Just the other day, we were exploring the notion that human beings are distinguished by their use, reliance upon, and degree of elaboration of rationality, whereupon after reading and discussing more than a bit of Plato and Aristotle, the question arose: What has happened to rationality? Not that it is necessarily in shorter supply than in the past, but rationality seems to be valued significantly less. I wouldn’t go so far as to claim that the Greeks invented reason, but they sure got excited about it! There seems little doubt that there was a time when reason was seen as the sine qua non of humanity, something to celebrate, elaborate and encourage. And now we have a President being criticized because he is too rational! (Does anyone really want a return to George W. Bush’s abominable, abdominal “gut-level” decision-making? Or the advent of a Palin-esque ignorance, Bachmann-like indifference to facts, or Perry’s faith-based certainties?) Yet sure enough, when I polled my class of 24 very bright undergraduate students, only four felt that reason was “superior” to emotion.
Now, assuming that this admittedly small sample is representative of modern America (a large and perhaps irrational assumption!), why might this be the case? We seem to be a long way from Greek rationality and Enlightenment insights; what caused us to travel so far?
One possibility: Reason is perceived as geeky and—almost by definition—unsexy, and my students (intelligent as they are) are also hormonally addled and accordingly prone to posture in ways that they consider will be interpersonally attractive. But this leaves unanswered the question why they find rationality less attractive than irrationality … if, indeed, they really do.
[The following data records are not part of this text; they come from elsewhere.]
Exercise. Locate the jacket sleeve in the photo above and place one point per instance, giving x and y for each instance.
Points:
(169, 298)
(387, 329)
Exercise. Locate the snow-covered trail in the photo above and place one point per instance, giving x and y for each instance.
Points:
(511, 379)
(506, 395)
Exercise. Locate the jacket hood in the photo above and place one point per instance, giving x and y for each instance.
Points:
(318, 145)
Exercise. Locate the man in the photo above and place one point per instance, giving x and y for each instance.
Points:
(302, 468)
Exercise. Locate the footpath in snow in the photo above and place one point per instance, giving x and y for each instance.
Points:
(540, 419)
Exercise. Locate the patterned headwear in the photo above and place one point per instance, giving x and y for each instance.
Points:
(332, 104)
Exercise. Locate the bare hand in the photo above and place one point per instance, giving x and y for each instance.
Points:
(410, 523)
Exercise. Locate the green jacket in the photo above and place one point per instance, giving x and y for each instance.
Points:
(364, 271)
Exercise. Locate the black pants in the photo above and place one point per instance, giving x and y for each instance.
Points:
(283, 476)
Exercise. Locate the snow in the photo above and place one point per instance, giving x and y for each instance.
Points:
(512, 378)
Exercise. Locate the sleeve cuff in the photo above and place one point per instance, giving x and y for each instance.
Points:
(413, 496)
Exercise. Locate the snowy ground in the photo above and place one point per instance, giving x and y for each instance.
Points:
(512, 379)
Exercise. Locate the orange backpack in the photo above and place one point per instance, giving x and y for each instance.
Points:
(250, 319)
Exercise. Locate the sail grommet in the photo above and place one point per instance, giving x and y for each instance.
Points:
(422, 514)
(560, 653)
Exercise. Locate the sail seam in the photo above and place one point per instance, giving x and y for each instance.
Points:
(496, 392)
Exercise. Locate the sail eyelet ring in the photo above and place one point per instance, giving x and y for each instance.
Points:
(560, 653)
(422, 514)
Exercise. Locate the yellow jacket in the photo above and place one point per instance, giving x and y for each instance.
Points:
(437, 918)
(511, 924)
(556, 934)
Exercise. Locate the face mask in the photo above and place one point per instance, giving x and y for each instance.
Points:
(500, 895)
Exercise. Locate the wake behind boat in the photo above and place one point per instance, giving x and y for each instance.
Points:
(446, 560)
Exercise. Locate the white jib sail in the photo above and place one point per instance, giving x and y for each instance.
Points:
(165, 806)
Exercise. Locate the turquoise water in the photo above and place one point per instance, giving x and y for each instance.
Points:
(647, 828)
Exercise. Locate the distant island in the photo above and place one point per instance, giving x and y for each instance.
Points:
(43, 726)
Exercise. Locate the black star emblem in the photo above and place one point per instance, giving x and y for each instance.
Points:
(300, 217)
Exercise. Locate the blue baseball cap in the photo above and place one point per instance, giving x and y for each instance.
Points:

A second one: Reason is closely tied to technology, and even as many people are inclined to take certain accomplishments for granted (e.g., public health, enhanced leisure, and so forth), they are also especially aware of the degree to which we are collectively threatened by the products of reason: nuclear weapons, anthropogenic climate change, overpopulation. (The Manhattan Project, after all, was a triumph of rationality.)
A third: We have created computers that can “reason” more quickly and efficiently than we can, at least as measured by, for example, ability to perform complex calculations, play chess, etc. Not only that, but the evidence is now unequivocal that other animals—including but not limited to dogs, monkeys, apes, elephants, dolphins and parrots—are capable of elaborate cognitive acrobatics, sometimes even rivaling that which Homo sapiens can achieve. As a result, maybe rationality has been devalued simply because it is no longer considered a unique human specialty.
Fourth: Perhaps it’s a faux populism, as with politicians hoping to prove that they’re “just plain folks,” and who accordingly feel a need to downplay their intellectual accomplishments. (Yes, there are a few politicians who genuinely have such accomplishments.)
Fifth: Could it be that people yearn to define themselves by not being predictable, rational, “utility maximizing” creatures? Maybe they revel instead in being irrational, unpredictable, stubbornly individualistic agents possessing free will and inclined to do truly stupid, irrational things just to prove that they can. (For our next class meeting, in fact, we’ll read selections from Dostoyevsky’s Notes From Underground along with some poems by Stephen Crane.)